Chart 2: Vietnam Generated Millions of Waged Jobs in Manufacturing, Zambia had a Copper Price Boom
Between 1991 and 2004, Vietnam’s per capita income grew at 6 percent annually on average and Zambia’s by only 0.45 percent. Average labor productivity grew by 5 percent annually in Vietnam, and by just 0.04 percent in Zambia. By 2004, Vietnam’s poverty rate had fallen to 26.5 percent, whilst Zambia’s rose to 56.7 percent, underscoring the importance of growth in labor productivity and per capita income to poverty reduction.

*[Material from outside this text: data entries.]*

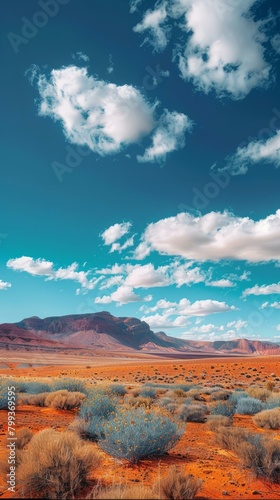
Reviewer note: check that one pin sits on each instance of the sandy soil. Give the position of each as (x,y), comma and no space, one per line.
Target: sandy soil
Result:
(196,453)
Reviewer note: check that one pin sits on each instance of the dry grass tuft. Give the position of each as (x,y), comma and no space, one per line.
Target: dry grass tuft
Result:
(177,486)
(268,419)
(56,465)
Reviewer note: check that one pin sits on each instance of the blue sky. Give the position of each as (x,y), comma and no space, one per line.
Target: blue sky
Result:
(140,163)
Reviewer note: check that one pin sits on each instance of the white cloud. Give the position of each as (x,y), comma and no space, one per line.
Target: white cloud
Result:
(163,321)
(142,251)
(119,248)
(80,56)
(123,295)
(115,232)
(42,267)
(222,283)
(4,285)
(185,275)
(154,22)
(274,305)
(256,151)
(262,290)
(114,280)
(104,116)
(203,307)
(168,136)
(216,236)
(147,277)
(222,45)
(100,115)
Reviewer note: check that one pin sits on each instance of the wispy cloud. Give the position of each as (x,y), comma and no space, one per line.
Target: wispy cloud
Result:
(213,36)
(123,295)
(257,151)
(215,236)
(168,136)
(42,267)
(262,290)
(104,116)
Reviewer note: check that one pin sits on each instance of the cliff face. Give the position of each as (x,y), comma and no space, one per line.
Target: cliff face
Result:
(104,331)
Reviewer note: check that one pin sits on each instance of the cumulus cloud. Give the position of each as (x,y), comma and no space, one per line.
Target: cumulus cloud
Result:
(42,267)
(222,46)
(185,308)
(262,290)
(256,151)
(164,321)
(168,136)
(216,236)
(274,305)
(4,285)
(114,233)
(222,283)
(103,116)
(147,277)
(154,21)
(123,295)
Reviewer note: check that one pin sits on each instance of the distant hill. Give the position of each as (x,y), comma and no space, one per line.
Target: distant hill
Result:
(103,331)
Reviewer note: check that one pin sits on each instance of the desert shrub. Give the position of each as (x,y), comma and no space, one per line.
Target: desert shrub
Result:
(64,400)
(136,434)
(220,395)
(214,422)
(120,492)
(226,409)
(4,396)
(272,403)
(248,406)
(71,385)
(177,485)
(172,407)
(32,387)
(24,435)
(270,385)
(88,429)
(258,393)
(192,413)
(262,456)
(164,402)
(195,393)
(236,395)
(33,399)
(96,405)
(56,465)
(147,392)
(179,393)
(141,401)
(268,419)
(117,390)
(230,437)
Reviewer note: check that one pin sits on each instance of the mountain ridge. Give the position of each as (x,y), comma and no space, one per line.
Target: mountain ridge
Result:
(103,331)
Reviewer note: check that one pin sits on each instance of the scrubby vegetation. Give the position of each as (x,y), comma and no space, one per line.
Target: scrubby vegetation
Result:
(137,422)
(137,434)
(56,465)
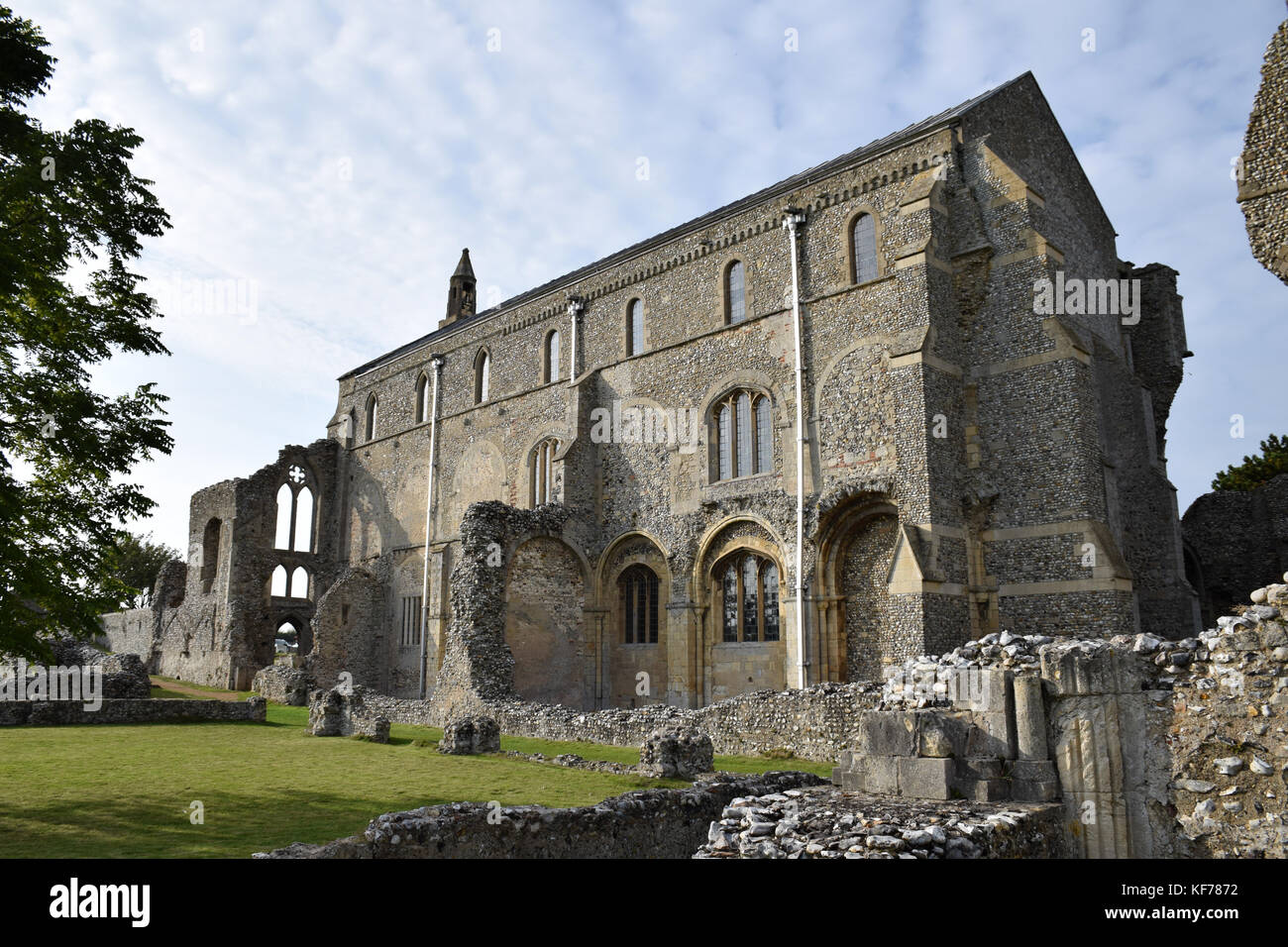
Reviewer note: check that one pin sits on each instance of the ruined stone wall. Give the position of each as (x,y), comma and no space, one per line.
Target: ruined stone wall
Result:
(1235,540)
(1263,165)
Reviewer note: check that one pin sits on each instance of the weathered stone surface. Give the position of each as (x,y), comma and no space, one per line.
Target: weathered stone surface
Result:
(677,754)
(471,736)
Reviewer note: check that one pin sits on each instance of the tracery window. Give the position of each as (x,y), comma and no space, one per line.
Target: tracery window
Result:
(638,594)
(743,431)
(748,592)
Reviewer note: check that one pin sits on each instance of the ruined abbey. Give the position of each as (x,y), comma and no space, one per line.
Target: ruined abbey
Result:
(802,438)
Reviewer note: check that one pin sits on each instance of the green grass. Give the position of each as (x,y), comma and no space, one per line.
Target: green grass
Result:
(124,789)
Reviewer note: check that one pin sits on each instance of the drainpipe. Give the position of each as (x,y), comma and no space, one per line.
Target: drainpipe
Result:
(793,219)
(436,367)
(575,307)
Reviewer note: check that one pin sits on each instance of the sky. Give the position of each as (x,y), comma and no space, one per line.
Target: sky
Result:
(331,159)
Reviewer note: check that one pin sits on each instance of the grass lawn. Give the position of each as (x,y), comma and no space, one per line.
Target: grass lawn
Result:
(123,789)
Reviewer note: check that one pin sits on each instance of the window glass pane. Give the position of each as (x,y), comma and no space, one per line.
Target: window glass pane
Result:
(771,579)
(730,603)
(864,249)
(725,434)
(750,633)
(737,302)
(304,521)
(743,415)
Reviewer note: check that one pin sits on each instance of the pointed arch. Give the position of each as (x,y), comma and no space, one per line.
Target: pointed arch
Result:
(482,375)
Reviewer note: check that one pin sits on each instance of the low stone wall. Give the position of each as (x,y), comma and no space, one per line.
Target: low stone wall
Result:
(645,823)
(812,724)
(161,710)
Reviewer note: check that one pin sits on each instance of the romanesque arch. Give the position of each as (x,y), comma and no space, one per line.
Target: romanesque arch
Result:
(545,624)
(859,617)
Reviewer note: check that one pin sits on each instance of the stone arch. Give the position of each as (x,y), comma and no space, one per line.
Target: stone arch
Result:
(545,624)
(622,663)
(859,615)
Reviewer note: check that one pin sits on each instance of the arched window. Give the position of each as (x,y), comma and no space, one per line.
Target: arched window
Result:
(541,464)
(482,369)
(210,556)
(635,328)
(636,592)
(299,582)
(294,513)
(284,508)
(748,598)
(735,299)
(863,236)
(304,521)
(423,398)
(745,441)
(550,357)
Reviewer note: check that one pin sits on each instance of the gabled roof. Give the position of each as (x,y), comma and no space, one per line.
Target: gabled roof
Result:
(784,187)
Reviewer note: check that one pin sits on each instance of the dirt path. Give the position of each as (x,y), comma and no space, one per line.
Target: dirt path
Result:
(181,688)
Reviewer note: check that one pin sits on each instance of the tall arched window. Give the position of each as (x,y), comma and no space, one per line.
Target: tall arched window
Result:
(748,592)
(635,328)
(541,464)
(423,398)
(294,513)
(210,556)
(299,582)
(743,434)
(735,298)
(482,371)
(550,357)
(863,236)
(636,594)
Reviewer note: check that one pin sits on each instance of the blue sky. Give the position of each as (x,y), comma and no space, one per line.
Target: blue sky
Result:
(336,158)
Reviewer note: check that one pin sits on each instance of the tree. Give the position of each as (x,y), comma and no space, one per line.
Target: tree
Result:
(68,204)
(137,561)
(1256,471)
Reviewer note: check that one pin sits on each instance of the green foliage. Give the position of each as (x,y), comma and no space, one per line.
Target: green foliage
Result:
(71,219)
(137,561)
(1256,471)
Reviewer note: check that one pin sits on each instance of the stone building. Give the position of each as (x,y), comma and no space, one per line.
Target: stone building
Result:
(964,455)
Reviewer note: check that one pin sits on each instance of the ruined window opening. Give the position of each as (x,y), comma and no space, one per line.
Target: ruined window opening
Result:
(743,436)
(423,398)
(541,474)
(635,328)
(299,582)
(550,359)
(482,371)
(748,591)
(638,594)
(210,556)
(735,300)
(412,620)
(863,236)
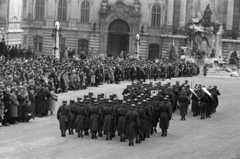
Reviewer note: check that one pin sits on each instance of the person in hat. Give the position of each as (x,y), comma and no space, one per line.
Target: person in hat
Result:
(183,103)
(142,122)
(93,122)
(121,121)
(108,114)
(63,117)
(87,105)
(80,114)
(133,124)
(72,107)
(101,106)
(14,105)
(7,106)
(165,116)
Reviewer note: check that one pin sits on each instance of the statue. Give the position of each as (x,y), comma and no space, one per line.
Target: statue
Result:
(234,59)
(136,7)
(206,20)
(104,6)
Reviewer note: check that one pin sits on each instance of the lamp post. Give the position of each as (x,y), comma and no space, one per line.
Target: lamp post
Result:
(94,28)
(137,44)
(3,32)
(56,35)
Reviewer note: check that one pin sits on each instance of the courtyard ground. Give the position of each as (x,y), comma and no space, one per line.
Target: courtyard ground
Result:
(214,138)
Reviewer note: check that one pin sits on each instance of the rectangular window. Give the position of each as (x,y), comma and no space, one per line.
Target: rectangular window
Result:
(62,44)
(39,12)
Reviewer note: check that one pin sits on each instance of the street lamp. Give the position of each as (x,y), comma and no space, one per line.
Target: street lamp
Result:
(56,36)
(137,44)
(3,32)
(94,28)
(142,30)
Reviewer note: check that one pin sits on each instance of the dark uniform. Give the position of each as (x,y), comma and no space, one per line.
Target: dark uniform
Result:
(133,124)
(183,102)
(108,120)
(63,116)
(80,114)
(72,107)
(165,116)
(121,121)
(93,122)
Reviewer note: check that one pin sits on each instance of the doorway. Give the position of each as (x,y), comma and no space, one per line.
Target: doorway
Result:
(118,37)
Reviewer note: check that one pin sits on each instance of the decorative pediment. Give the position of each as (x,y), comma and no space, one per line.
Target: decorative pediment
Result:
(120,8)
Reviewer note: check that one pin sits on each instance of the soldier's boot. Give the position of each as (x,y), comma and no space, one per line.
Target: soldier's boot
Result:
(155,129)
(106,136)
(121,137)
(137,140)
(64,133)
(124,137)
(130,142)
(86,133)
(110,135)
(165,132)
(162,133)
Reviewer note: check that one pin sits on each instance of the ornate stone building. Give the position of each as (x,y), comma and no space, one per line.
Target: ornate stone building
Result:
(110,26)
(10,21)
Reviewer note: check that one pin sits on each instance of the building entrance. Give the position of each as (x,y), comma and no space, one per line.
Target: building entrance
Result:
(118,37)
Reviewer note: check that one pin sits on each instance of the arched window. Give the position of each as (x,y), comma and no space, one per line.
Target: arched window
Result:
(156,15)
(25,40)
(39,12)
(153,52)
(62,43)
(38,43)
(82,46)
(85,8)
(62,10)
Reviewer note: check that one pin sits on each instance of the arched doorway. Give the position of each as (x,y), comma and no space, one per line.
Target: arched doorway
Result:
(153,52)
(118,37)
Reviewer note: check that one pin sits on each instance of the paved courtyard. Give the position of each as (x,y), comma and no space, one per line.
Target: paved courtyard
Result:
(214,138)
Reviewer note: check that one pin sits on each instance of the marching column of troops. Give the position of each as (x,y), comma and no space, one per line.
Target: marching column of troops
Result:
(137,115)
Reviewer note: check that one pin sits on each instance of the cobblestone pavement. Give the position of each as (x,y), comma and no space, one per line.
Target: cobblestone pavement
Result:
(214,138)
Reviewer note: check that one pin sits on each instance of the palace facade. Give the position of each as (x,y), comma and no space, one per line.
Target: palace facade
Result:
(110,26)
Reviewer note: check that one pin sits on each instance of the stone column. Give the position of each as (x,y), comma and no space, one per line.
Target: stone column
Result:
(183,9)
(170,12)
(230,14)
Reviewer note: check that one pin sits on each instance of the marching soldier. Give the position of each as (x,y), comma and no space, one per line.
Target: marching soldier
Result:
(62,116)
(121,121)
(72,107)
(108,113)
(93,122)
(133,124)
(80,114)
(165,116)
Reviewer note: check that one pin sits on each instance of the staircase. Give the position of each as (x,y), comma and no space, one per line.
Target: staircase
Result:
(94,42)
(143,49)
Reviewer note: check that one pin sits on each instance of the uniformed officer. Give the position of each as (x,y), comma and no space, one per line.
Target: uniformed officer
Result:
(63,117)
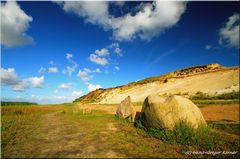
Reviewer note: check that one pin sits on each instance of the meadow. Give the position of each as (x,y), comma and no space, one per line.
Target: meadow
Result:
(55,131)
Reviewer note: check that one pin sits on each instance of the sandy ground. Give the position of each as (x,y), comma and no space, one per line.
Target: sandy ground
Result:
(223,113)
(228,113)
(221,81)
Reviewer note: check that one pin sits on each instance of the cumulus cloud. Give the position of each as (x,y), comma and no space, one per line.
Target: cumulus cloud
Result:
(150,20)
(98,60)
(14,24)
(118,51)
(229,33)
(65,86)
(52,70)
(69,56)
(21,86)
(92,87)
(102,52)
(117,68)
(83,75)
(208,47)
(36,81)
(70,69)
(42,70)
(86,74)
(52,63)
(9,78)
(76,94)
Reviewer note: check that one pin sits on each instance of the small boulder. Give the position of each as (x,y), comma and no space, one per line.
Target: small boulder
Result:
(165,112)
(82,109)
(125,109)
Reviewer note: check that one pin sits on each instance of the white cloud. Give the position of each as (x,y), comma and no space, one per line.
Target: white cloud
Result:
(69,56)
(21,86)
(117,68)
(83,75)
(149,21)
(76,94)
(208,47)
(92,87)
(98,60)
(118,51)
(65,86)
(97,70)
(102,52)
(52,70)
(70,69)
(14,24)
(42,70)
(9,78)
(114,45)
(94,12)
(36,81)
(86,74)
(229,33)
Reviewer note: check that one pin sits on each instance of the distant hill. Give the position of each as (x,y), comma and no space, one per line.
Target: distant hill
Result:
(211,79)
(4,103)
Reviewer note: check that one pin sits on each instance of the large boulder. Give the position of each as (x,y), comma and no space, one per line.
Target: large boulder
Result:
(125,109)
(81,109)
(165,112)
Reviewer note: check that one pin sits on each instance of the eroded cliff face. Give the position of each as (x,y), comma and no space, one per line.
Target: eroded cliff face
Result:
(210,79)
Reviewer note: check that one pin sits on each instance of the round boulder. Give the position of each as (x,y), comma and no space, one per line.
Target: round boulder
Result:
(165,112)
(125,109)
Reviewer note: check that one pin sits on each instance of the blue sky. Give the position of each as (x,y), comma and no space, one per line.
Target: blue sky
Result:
(55,52)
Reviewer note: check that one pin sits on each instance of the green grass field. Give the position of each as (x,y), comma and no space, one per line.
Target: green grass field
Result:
(55,131)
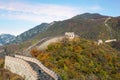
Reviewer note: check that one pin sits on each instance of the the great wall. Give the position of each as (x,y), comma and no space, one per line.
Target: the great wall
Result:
(29,68)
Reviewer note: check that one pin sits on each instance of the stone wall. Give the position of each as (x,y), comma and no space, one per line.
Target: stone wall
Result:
(45,69)
(20,67)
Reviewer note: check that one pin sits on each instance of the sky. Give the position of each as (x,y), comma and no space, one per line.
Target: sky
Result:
(17,16)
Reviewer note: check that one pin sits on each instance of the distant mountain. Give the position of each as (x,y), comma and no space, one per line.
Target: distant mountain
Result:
(6,38)
(89,16)
(31,33)
(90,26)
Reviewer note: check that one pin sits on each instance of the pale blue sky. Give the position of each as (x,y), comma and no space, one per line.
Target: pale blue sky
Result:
(17,16)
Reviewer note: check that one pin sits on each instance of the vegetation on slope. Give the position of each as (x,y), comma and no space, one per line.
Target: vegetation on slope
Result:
(81,59)
(7,75)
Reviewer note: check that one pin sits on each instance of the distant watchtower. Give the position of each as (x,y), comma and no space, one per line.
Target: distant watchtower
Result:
(70,35)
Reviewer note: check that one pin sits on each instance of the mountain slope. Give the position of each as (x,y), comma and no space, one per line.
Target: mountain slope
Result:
(81,59)
(31,33)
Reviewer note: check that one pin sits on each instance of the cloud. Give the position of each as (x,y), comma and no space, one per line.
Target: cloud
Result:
(41,12)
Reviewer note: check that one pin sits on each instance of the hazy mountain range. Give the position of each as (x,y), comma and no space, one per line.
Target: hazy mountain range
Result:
(87,25)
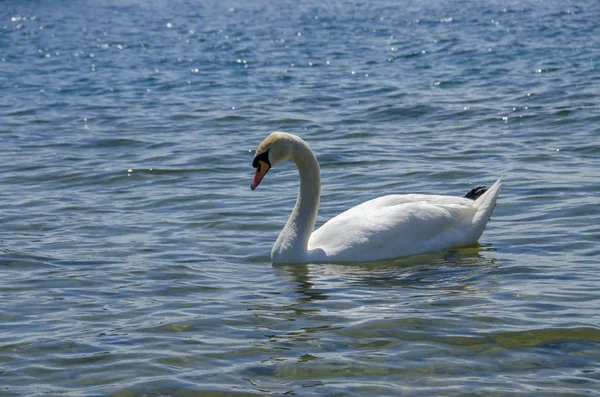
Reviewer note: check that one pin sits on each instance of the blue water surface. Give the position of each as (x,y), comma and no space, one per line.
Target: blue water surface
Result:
(134,258)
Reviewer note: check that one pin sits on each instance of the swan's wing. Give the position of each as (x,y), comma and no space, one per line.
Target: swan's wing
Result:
(394,225)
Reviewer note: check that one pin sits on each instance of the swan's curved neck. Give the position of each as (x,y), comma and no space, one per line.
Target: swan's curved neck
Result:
(292,243)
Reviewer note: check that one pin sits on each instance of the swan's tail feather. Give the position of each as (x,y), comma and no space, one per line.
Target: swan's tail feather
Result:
(485,204)
(475,193)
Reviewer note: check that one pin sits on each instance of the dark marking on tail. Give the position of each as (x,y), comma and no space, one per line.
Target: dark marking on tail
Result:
(475,193)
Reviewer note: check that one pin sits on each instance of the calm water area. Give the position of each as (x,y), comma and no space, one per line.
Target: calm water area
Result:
(135,259)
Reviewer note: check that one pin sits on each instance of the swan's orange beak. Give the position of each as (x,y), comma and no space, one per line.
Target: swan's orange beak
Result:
(261,170)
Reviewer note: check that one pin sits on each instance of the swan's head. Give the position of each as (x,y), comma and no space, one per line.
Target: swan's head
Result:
(274,149)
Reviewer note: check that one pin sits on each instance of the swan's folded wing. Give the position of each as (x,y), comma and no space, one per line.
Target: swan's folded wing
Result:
(394,226)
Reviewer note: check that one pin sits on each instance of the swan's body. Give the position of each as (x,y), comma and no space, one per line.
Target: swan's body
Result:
(385,227)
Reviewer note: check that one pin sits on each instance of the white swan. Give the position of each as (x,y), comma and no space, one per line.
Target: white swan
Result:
(385,227)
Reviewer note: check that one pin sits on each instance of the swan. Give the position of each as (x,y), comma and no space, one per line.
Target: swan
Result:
(382,228)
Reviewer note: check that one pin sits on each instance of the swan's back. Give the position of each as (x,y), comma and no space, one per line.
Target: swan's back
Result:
(402,225)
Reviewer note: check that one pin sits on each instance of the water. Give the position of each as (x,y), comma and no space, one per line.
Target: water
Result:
(135,258)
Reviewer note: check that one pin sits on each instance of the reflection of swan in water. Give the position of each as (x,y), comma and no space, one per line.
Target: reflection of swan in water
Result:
(386,227)
(453,271)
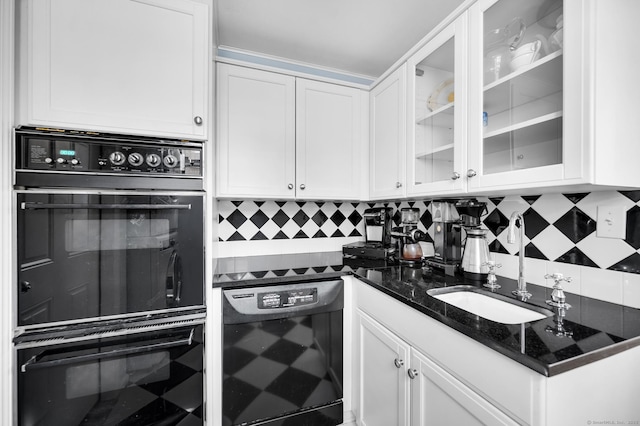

However, in the decade after, Zambia also enjoyed healthy economic growth and a change in the share of GDP in favor of industry and especially services, without moving the needle on poverty reduction. From 2004-2015, Zambia’s per capita income growth was 3.9 percent compared to 5.2 percent in Vietnam. Labor productivity growth in Zambia was a creditable 3.35 percent on average compared to 4.36 in Vietnam, and interestingly the level of average labor productivity in Zambia remained higher than in Vietnam.
And yet, despite this acceleration in productivity growth from 2004-2015, Zambia’s poverty rate increased again to 57.5 percent in 2015, whilst Vietnam’s dropped dramatically to an estimated 2 percent. The main differences were that Vietnam rapidly increased employment in waged jobs in manufacturing, whereas Zambia did not. By 2015, Vietnam had 20.6 million waged jobs (41 percent of total employment, and more than in family farming). In contrast, Zambia had only 17 percent of employed workers in waged jobs, and 67 percent in agriculture. We take up the link between waged jobs and poverty in two future blogs in this series.
The Jobs and Economic Transformation (JET) agenda is as much about creating better jobs as it is about GDP growth. As we shall see through this blog series, a big part of the story of success in jobs is what happens to jobs with structural change, which types of jobs are created, who benefits, and how many workers are included in economic transformation.